You know I gave you and the moderators hell on this because of the LE* history mainly and the games that continue to get played over there.  Little things like this are babysteps towards more swift and ugly actions. A number of us have found ourself on the wrong side of the ban hammer for being unpopular or poking the beast in the eyes.

Powers once realized are hard not just to abuse at will and random [like handing out bans or rummaging data].  I don't want to see this community head that way. 

I am a fan of this stuff being worked out in public always, and not by some mob rule.  Too easy to just bulldoze folks, rightly or wrongly.  This is a community afterall.
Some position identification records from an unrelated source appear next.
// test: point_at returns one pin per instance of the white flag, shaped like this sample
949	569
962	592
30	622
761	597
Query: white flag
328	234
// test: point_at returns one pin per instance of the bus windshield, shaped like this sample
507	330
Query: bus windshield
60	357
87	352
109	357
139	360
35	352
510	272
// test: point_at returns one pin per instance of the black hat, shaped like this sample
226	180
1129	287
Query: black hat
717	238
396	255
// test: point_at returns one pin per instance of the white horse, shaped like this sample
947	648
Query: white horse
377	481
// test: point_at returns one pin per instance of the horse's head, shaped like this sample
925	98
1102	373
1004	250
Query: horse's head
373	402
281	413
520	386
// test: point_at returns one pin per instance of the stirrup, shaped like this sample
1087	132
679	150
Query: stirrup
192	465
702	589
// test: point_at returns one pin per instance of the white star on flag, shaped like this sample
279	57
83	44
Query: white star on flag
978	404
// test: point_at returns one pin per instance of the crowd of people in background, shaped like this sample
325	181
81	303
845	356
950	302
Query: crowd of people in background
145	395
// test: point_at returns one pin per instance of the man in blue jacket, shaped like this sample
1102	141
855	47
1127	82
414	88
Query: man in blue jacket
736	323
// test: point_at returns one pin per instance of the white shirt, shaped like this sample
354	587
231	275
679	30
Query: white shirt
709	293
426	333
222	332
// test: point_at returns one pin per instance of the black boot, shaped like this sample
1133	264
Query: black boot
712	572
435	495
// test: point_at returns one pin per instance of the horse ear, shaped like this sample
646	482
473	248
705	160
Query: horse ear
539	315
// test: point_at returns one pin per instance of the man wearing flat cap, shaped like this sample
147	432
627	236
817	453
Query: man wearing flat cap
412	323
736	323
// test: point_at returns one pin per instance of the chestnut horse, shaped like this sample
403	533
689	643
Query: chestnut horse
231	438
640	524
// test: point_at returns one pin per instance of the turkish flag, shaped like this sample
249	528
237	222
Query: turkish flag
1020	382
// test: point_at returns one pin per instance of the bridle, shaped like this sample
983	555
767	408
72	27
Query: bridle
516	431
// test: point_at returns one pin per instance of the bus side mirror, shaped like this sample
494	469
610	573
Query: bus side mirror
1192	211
I'd ask the moderators issuing the ban to put some time to it and establish a ban level so we aren't on one strike terror with folks.  Everyone deserves a second chance... Much beyond three and too damn bad though 

That's all for me tonight, I am off to bed.  Tomorrow I turn three and start pre-school, you smarmy fuck @lbft.


----------



## HalfEatenPie (Sep 5, 2014)

drmike said:


> I'd ask the moderators issuing the ban to put some time to it and establish a ban level so we aren't on one strike terror with folks.
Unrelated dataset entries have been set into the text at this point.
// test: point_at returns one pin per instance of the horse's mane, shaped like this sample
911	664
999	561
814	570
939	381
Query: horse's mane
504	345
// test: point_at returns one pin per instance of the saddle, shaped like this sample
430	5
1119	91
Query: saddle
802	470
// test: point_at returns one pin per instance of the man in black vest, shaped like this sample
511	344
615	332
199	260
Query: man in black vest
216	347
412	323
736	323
To be perfectly honest, I gave Matthew warnings over this.  In addition, being a reasonable human being, I'm pretty sure we wouldn't ban someone out of the blue without giving them a prior warning as to what they're doing wrong.  Handing out unwarranted bans is just counter-productive to what we're trying to maintain... which is a community.  

This of course excludes spam bots.  Because screw spam bots.


----------



## Kayaba Akihiko (Sep 5, 2014)

I don't really know why people are bitching about him getting banned, it's not like anyone actually wants him to continue to ruin the forum's reputation.
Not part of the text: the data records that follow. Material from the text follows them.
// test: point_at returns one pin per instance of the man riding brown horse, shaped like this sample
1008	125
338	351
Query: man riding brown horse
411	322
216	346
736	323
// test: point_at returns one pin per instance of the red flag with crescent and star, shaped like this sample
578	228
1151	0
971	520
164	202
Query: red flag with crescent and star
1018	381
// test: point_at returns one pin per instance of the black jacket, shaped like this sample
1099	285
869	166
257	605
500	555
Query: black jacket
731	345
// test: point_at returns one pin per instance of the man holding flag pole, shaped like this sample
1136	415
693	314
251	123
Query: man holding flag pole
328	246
HEF Could just have chalked it off to "I have decided to not be as tolerant as I used to be in the past" Or just say that it was a decision that took him awhile to make.

I'm also surprised that Mann and Martin actually allowed this thread, I was expecting a middle finger to the face and/or just a "If you don't like it, leave."


----------



## MannDude (Sep 5, 2014)

Kayaba Akihiko said:


> I'm also surprised that Mann and Martin actually allowed this thread, I was expecting a middle finger to the face and/or just a "If you don't like it, leave."


This thread doesn't bother me, and it's only 8:12AM in Martin's locale so he may not be awake yet.


----------



## MartinD (Sep 5, 2014)

It may surprise some people to hear that I was the one not keen on a ban.


It's also, yet again, disheartening to see we have to explain actions, to justify them. There is no reign of terror here.


As for the IRC ban, that was my retarded move. Once again my script let me down and the issued ban was...moronic.


Interesting that we're accused of being influenced by the mob or that Manndude is a pushover and yet here we are, defending actions, based on some people getting their panties in a twist.


One rule for some, another for the rest. Pretty sure I brought that up earlier, too. Ironic.


----------



## wlanboy (Sep 5, 2014)

I wrote quite a little bit of text but deleted it because I would have add water to the mills of ban-o-matic.

We should ban people because they did really bad things to the community.

Offering not that .....good services should not be worth the hassle.

How should new memebers find out about bad offers?

Well comments and reviews.

If they then buy shit .. well, at least then they learnd that thing about not buying out of the price alone.

If we really would ban people right out of not so good service - hey I would ban about 50 people.

That alone (definition of good services) should show how dumb that move would be.

If someone posts the same offer again and again -> delete thread and warn him.

If someone posts shit offers -> comments and reviews will care about this.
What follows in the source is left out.